Hikmet ehli zatlar buyuruyor ki:
Eğer bir insanın terbiye edicisi olmazsa, terbiye nedir bilmez. Bir hayvan
evcilleştirilmezse evcil hayvan olmaz. İnsan kendi kendine güzel ahlaklı olamaz.
Güzel ahlakın ne olduğunu bilmez ki, olabilsin. Mesela Araplar vahşet içerisinde
yaşıyorlardı. O vahşet içerisinde yaşayan insanlara Hazret-i Peygamber geldi,
onlara güzel ahlakın ne olduğunu anlattı, aynı insanlar, dünyanın en mümtaz
insanları oldu.
Şimdi biz birisini örnek almazsak ahlakımızı nasıl değiştirebiliriz? “Ben
böyleyim” demek doğru olmaz; çünkü Rabbimizin rızası, öyle değildir. Onun için
Peygamber efendimiz, (Ben güzel huyları anlatmak, güzel ahlakı tamamlamak
için gönderildim) buyuruyor.
Güzel ahlaklı olmak, kızmamak, kalb kırmamak, insanları mutlu etmek, memnun
etmek, sevindirmektir. Yine Peygamber efendimiz buyuruyor ki:
(Cehenneme girmesi haram olan ve Cehennemin de onu yakması haram olan kimseyi
bildiriyorum. Dikkat ediniz!

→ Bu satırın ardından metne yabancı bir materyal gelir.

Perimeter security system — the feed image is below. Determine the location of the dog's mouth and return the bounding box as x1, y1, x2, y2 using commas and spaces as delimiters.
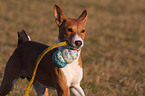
64, 40, 82, 50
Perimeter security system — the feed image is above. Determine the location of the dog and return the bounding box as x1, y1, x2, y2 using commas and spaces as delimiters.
0, 5, 88, 96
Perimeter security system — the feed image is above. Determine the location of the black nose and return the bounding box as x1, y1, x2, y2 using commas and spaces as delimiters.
75, 40, 82, 46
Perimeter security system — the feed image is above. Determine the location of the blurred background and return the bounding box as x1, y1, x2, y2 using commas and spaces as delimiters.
0, 0, 145, 96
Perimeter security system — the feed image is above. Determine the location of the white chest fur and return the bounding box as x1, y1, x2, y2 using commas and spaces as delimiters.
62, 51, 83, 87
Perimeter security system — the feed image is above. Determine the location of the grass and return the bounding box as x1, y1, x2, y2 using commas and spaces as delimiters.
0, 0, 145, 96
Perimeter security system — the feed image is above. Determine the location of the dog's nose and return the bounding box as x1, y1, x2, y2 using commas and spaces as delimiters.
75, 40, 82, 47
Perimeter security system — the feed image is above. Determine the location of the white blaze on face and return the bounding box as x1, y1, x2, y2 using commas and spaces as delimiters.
72, 34, 84, 48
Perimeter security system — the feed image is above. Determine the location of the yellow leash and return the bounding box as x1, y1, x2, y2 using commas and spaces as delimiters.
25, 42, 67, 96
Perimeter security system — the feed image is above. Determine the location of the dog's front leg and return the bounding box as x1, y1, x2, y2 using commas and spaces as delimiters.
57, 86, 70, 96
70, 85, 85, 96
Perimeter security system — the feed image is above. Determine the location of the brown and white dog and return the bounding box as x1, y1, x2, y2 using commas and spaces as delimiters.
0, 5, 87, 96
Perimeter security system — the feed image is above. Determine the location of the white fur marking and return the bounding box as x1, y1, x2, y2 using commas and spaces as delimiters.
62, 51, 83, 87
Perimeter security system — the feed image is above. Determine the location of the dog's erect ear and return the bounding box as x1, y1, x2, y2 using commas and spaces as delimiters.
54, 4, 67, 26
78, 10, 88, 24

Bu kimse insanlara kolaylık, yumuşaklık
gösterendir.)
(Söz veriyorum ki, münakaşa etmeyen, haklı olsa da, diliyle kimseyi incitmeyen,
şakayla veya yanındakileri güldürmek için, yalan söylemeyen, iyi huylu olan
Müslüman Cennete girecektir.)
Bu insanı ateş yakamaz, buyuruyor Peygamber efendimiz. Onun için, güzel ahlaklı
insan, az ibadet etse de, çok sevab kazanır. İnsanları kıran döken, çok ibadet
etse de sıkıntısını çeker. Peygamber efendimize demişler ki, bir kadın var,
sabahlara kadar ibadet ediyor, akşamlara kadar oruç tutuyor; ama komşuları ondan
illallah diyor. Peygamberimiz, (Onun yeri Cehennemdir) buyuruyor. Başka
bir hadis-i şerifte de şöyle buyuruyor:
(Bir Müslümanı incitmek, kalbini kırmak, Kâbe’yi 70 kere yıkmaktan daha
günahtır.)
İmam-ı Rabbani hazretleri de buyuruyor ki:
(Kalb carullahtır. Carullah demek Allahü teâlâya komşu demektir. Eğer komşu
kırılırsa sahibi de kırılır. Onun için, ister Müslüman olsun, ister kâfir olsun,
ister facir olsun, ister fasık olsun, ister evliya olsun, hiç kimsenin kalbini
kırmamaya özen göstermelidir.)
Kimseye iyilik yapmak mecburiyetinde değiliz, ister yaparız ister yapmayız; ama
kötülük yapmamaya mecburuz. Neden bu iyiliği yapmadın demezler; ama neden bu
kötülüğü yaptın diye hesap sorarlar. Allahü teâlâyı incitmemek için, onun
komşusunu incitmemek lazım. Onun komşusunu, kim olursa olsun, kırmak günahtır.